Radeln I: Am Rad drehen
Die Zahl der Radler steigt, die Infrastruktur für sie wird aber kaum ausgebaut. Der Senat kennt das Problem: Investieren und Radfahrer schützen will er trotzdem nicht.
Sie tun es – allein, zu zweit, in Rudeln, in Massen: Die Berliner sind begeisterte Radfahrer geworden. Nicht nur bei Sommerwetter legen immer mehr Menschen ihre Wege auf dem Fahrrad zurück. Die Vorteile für Mobilität, Gesundheit und Geldbeutel liegen auf der Hand. Was allerdings auch immer deutlicher wird: Die Infrastruktur für Radler hält bei dieser Entwicklung längst nicht mehr mit. Gerade im Vergleich mit anderen Radfahr-Metropolen treten die Defizite Berlins zutage: die überfüllten und oft genug maroden Radwege, die überquellenden, schlecht ausgestatteten Abstellanlagen an S- und U-Bahnhöfen, die Ampelschaltungen, die für Radler „Rote Welle“ bedeuten.
Wer Städte wie Kopenhagen oder Amsterdam besucht, muss feststellen, dass Radverkehrsanlagen bei entsprechendem politischen Willen in ganz andere Dimensionen vorstoßen können. Und ein Abstecher nach Paris zeigt: Wenn Mieträder nicht nur punktuell, sondern flächendeckend angeboten werden, entwickeln sie sich zu einem beliebten Angebot. Davon können die Berliner nur träumen.
Zahl der Unfälle reduzieren
Dabei haben genügend Beteiligte in Politik, Gesellschaft und Verwaltung die Zeichen der Zeit erkannt. Ein erstes Ergebnis war die Radverkehrsstrategie, die der Senat 2004 beschloss. Daran waren außer Senat, Bezirken und Verkehrsbetrieben auch Wissenschaftler und die Radfahrlobby beteiligt. Neben einer Steigerung des Radverkehrsanteils von 10 auf 15 Prozent bis 2010 postulierte die Strategie eine bessere Kombinierbarkeit von Fahrrad und öffentlichem Nahverkehr (ÖPNV), die Senkung der Unfallzahlen und eine Steigerung der Haushaltsmittel für den Radverkehr auf 5 Euro pro Einwohner und Jahr bis 2015.

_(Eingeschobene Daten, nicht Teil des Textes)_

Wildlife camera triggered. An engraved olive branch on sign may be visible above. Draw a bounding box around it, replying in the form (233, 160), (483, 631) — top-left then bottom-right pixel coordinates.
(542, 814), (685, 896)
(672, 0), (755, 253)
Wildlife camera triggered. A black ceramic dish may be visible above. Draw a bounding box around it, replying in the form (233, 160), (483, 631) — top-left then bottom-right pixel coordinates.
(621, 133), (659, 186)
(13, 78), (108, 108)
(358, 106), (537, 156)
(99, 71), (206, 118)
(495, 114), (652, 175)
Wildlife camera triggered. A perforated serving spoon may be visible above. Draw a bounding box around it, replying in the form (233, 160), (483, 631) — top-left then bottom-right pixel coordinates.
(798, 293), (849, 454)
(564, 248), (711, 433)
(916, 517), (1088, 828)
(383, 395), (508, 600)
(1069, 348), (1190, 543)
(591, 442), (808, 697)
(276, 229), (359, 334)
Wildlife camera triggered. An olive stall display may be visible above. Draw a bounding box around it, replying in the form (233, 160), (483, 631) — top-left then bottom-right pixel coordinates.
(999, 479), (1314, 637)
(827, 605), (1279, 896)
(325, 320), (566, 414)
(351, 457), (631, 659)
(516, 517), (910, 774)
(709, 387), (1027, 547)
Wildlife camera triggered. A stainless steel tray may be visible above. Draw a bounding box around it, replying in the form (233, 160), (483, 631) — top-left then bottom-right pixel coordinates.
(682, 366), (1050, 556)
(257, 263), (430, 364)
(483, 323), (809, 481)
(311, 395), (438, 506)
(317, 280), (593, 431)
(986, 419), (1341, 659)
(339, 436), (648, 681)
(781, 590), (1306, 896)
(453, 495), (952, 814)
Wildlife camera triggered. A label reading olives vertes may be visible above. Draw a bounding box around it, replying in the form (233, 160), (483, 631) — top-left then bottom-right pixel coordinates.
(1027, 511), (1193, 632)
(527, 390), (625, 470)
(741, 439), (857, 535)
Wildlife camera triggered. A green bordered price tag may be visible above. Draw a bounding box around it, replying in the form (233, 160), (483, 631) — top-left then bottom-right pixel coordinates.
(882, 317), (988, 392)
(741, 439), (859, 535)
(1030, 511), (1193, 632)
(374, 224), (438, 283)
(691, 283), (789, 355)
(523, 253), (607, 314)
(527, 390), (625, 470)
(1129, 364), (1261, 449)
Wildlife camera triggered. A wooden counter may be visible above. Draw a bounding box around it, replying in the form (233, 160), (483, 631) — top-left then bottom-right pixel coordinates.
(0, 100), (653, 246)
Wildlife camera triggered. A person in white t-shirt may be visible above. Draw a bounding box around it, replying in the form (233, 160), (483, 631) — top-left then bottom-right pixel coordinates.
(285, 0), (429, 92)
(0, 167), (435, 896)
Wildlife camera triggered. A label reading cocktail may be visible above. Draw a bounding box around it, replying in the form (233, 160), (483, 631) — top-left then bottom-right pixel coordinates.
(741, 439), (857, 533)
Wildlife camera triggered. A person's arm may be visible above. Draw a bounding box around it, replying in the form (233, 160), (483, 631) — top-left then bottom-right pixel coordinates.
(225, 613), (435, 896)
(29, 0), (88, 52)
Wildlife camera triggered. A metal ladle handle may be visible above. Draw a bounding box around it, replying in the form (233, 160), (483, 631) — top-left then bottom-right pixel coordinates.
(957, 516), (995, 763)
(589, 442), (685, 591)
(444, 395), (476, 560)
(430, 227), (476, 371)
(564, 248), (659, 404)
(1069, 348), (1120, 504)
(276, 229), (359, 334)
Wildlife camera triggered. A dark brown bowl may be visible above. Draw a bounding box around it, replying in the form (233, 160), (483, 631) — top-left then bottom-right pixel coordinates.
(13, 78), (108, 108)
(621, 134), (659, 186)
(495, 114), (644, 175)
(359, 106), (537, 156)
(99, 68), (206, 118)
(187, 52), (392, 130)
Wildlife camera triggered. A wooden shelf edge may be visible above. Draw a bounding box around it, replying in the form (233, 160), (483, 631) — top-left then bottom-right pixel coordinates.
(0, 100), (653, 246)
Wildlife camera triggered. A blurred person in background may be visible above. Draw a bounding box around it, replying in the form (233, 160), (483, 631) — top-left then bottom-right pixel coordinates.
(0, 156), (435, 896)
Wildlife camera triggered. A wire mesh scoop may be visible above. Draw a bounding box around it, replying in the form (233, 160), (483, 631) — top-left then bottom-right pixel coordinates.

Was ist eigentlich aus den Zielen der Radverkehrsstrategie von 2004 geworden? Von Senatsseite gibt es dazu keine umfassende Evaluierung. Das wollten die Grünen nicht länger hinnehmen: Ihr verkehrspolitischer Sprecher Stefan Gelbhaar sandte am 31. Mai eine parlamentarische Kleine Anfrage an die Senatsverwaltung für Verkehr und ließ keine Frage ungestellt – von der Entwicklung des Radverkehrsanteils über die Ausschilderung des Routennetzes bis hin zur Bilanz bei Stellplätzen vor Bahnhöfen und Geschäften.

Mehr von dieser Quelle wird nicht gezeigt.